Although literacy is a critical component to achieving SDG 4 – ensuring inclusive and equitable quality education and promoting lifelong learning opportunities for all – it is often neglected and under-resourced in national education programs. In order to give marginalized women a chance to learn, earn, and break the intergenerational cycle of poverty, governments, donors, and civil society need to prioritize non-traditional literacy programs. The lack of progress in both a) closing the gap between male to female illiteracy, and b) reducing the raw numbers of women who are illiterate, is a reflection of the lack of support given to women’s literacy learning and non-formal education programs.
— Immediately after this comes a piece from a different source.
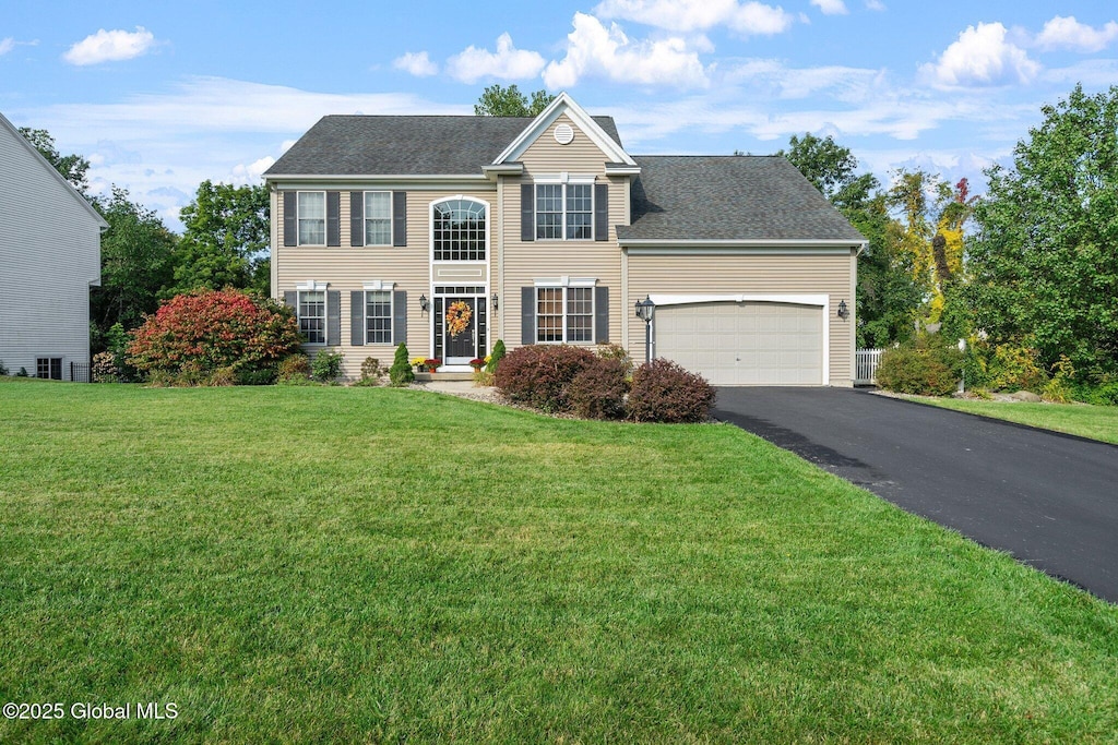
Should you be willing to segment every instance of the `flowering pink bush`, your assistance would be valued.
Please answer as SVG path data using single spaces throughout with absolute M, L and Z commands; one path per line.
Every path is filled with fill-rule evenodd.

While good quality women’s literacy programs backed by long-term political commitment are more the global exception than the rule, there are positive success stories that can guide and inspire champions of adult literacy.
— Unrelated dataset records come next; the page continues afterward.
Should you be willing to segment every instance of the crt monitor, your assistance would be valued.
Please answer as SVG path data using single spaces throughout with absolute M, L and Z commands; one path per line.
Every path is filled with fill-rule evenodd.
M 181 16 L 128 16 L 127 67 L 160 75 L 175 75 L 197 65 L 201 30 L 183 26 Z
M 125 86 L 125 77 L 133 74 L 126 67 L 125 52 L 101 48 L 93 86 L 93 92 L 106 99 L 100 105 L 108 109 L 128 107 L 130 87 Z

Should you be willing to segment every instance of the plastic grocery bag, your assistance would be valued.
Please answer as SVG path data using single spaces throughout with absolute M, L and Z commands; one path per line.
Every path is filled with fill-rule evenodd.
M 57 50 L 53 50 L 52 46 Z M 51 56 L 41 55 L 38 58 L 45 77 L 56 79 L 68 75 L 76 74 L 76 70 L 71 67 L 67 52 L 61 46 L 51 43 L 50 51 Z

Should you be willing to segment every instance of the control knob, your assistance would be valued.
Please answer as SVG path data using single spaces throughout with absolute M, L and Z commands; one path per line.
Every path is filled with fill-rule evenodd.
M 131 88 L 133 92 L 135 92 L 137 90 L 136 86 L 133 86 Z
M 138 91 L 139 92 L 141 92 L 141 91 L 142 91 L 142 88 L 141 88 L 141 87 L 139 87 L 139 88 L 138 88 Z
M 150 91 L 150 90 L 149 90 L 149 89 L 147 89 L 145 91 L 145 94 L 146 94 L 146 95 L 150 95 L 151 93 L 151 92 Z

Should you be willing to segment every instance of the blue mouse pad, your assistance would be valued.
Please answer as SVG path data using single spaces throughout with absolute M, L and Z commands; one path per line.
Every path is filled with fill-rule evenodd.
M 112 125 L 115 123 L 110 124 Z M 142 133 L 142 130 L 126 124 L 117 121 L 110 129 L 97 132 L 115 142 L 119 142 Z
China, for example, has experienced one of the fastest declines in illiteracy rates worldwide. India too has reduced the absolute number of its illiterate population, although it still remains the highest in the world. The literacy rate in South Africa continues to improve, thanks to a national commitment to deliver mass literacy campaigns in all eleven of the country’s official languages.  And Nepal made remarkable progress boosting women’s literacy; its National Literacy Campaign even received UNESCO’s Confucius Literacy Prize in 2010.

The most successful women’s literacy programs have been designed with the aim of challenging gender inequities and empowering their beneficiaries in some way. Another crucial element of success is ensuring the program is locally owned.

The UNESCO-supported Females for Families program in Egypt – another winner of the UNESCO Confucius Prize for Literacy – is one example of a literacy intervention with community buy-in. In the remote Egyptian town of Abu-Ashur, where Females for Families operates, the local government had a five-year goal to raise its literacy rate from 78 to 93%. In addition to high illiteracy rates, the agricultural region suffered from inadequate health and education services; poor health, early marriage, and child labor were widespread.

The Abu-Ashur intervention is a model of family-based development. Local families designated 120 girls for an intensive six-month training, including literacy, health, human rights, income-generation, administrative, and communication skills. After the training, the girls returned back to their community, establishing home literacy classes while sharing information on health, hygiene and family planning. They also trained people in cooking, crafts, or agriculture, accompanied them to the doctor, encouraged children who had dropped out of school to return, and helped secure small loans. They became focal points for the administration, helping family members obtain identity and election cards, for example.

Hailed as a social and cultural breakthrough, Females for Families seeks to empower communities with far more than literacy skills. The fact that it has transformed local girls into leaders in their community and swept away prejudices about women in public life is counted among its many merits.

The program in Abu-Ashur underscores the importance of recognizing that SDG 4 is more than just an education goal. To be certain, we need to close the literacy gender gap. But we also need to recognize that the need for education extends beyond the four walls of the classroom. Providing non-traditional and lifelong learning opportunities is critical component of meeting that goal.